Deliverance comes served in a plastic cone. Lydia reserves this receptacle exclusively for the morning-after restorative stew. Men sitting around all crudos cannot be trusted with plates, bowls, or even spoons. You cannot set the cone down to rest until you have emptied all the contents, so focusing on holding it upright helps fend off the vertigo. Manolito and I each get an inverted clown’s cap to clutch beside th
e coals of last night’s fire, and we sip the only potion known to remedy our hammering headaches. Ajiaco is a wonder that defies medical explanation, a steaming thick broth, chunks of malanga, and every last cut of pig. I find myself chewing on a bit of gristle, and when I pull it out of my mouth I have to choke back a gag when I find it’s the snout.
Manolito asks, “¿Tú sabes lo que dicen de los puercos, Mano?”
“¿Qué?”
“You can eat every part of the pig except the—” a pounding assault on my head as Manolito maniacally squeals.

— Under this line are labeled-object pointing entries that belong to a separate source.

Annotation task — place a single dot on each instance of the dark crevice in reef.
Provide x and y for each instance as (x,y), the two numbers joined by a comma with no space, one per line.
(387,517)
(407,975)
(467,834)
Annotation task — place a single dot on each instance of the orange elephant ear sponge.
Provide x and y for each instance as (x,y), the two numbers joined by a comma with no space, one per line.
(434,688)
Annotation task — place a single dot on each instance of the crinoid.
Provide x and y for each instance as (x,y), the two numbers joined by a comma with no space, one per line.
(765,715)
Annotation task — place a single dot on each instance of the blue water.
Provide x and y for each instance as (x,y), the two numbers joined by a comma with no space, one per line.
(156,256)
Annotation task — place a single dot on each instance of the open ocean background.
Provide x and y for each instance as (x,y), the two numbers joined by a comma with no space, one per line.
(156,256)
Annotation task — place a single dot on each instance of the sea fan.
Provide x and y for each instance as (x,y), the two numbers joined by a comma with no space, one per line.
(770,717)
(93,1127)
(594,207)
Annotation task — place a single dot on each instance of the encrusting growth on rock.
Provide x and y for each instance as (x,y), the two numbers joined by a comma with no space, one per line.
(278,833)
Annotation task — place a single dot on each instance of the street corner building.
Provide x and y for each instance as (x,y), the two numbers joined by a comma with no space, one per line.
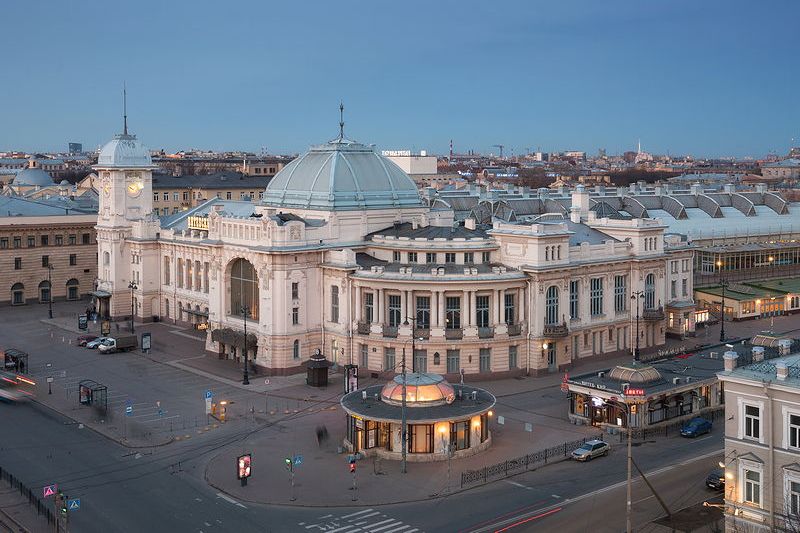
(443,420)
(343,255)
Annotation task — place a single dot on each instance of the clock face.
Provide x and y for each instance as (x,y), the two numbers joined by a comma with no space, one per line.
(135,188)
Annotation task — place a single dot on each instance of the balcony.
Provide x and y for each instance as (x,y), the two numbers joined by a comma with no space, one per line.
(555,330)
(453,333)
(422,333)
(514,330)
(653,314)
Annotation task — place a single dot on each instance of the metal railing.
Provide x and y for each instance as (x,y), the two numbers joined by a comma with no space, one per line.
(523,463)
(43,507)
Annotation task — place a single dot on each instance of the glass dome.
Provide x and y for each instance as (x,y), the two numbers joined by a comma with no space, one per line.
(422,390)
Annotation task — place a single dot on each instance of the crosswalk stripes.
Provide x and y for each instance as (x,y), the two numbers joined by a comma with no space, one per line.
(366,521)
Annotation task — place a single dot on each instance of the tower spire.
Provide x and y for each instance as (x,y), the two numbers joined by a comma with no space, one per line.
(124,109)
(341,120)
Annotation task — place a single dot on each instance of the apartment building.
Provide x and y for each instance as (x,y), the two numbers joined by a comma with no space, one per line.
(762,442)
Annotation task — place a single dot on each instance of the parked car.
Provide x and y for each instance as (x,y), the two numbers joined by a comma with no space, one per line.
(97,342)
(83,339)
(119,344)
(591,449)
(716,479)
(695,427)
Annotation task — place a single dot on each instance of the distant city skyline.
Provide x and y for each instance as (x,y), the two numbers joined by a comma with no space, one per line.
(709,79)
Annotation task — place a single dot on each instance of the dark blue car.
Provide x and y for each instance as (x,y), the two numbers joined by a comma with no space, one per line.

It has been this way since the summer I turned eleven and I started calling Viñales home: ajiaco served in plastic cones. And when I turned fifteen and my uncles first got me drunk, I learned how to clutch the cone against la cruda, and Tio Manolito has always been here to nurse me, sadistically, through the hangover. We come back to the bohío and Lydia has oranges for us, floating in cool water in a metal bowl I once brought her from Havana. Manolito takes his tarnished knife and spins the peel off in one long corkscrew that he throws to the chickens, and then he splits it and gives me half. While I separate the sections the way I was taught en el pre, he squeezes his half straight into his mouth and, using his front teeth as a shovel, scrapes back over the pith and sucks out the fruit. Manolito gives Lydia a slap on the ass and bellows a great “¡CóÑOOOOOO!” and I laugh, and I love my uncle again.
“Ten cuidado por ahí,” Abuelo says as I prepare to leave.